甘く熱いキスで
「ベンノじいさんは思わぬ拾い物に大喜びだな?これからお持ち帰りするところだったのか?邪魔しちゃったかなぁ」

ククッといやらしい笑いを洩らし、ユリアの身体にまとわりつくような視線を送ってくる男に、ユリアはムッとして一歩踏み出そうとした。だが、その前にライナーがユリアの前に立つ。

「口を慎まれた方がよろしいですよ。今の発言は、ユリア様に対する侮辱とも取れます」

ライナーは男のことを知っているのか、冷静に対応している。相手も軍人なのだろうか。

「ハッ、ちょっと王族に目を掛けられてヒーロー気取りか?ファルケンの面汚しが笑わせる」

男はペッと唾を吐きだしてライナーを睨みつけた。

「お前みたいな半端者、カぺル家の長男になったところでその血は変わらない。俺も、他の連中も、誰もお前のことなんか認めてない。ベンノじいさんに拾われなきゃ、お前なんか地方の軍にすら招集されなかっただろうに、まったく、何でお前なんか――」
「黙りなさい!」

ユリアは我慢できなくなって、ライナーを押しのけて前へ進み出た。途端に顔色の変わった男や焦りを見せる女にも腹が立ち、ユリアはバチッと火花を散らす。

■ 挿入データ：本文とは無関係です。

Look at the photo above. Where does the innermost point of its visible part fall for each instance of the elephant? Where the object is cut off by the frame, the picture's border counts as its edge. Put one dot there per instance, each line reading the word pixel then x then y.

「ライナーは優秀な軍人よ。才能と、それを伸ばすための努力ができる立派な人だわ!たとえカぺルの名がなくても、ライナーはきっと精鋭部隊に招集された。貴方みたいに人を悪く言うことでしかプライドを持てない最低な人間とは違うのよ!」

ユリアが叫ぶと、バンっと炎が小さく爆ぜた。男の無駄に長い髪の毛が少し焦げた匂いを放つ。青ざめた彼がふらふらと尻もちをついたのを見て、ユリアは満足し、ライナーの手を引いた。

「行くわよ、ライナー」

公園に入ってすぐ、ユリアはライナーの身体を引き寄せて呪文を唱えた。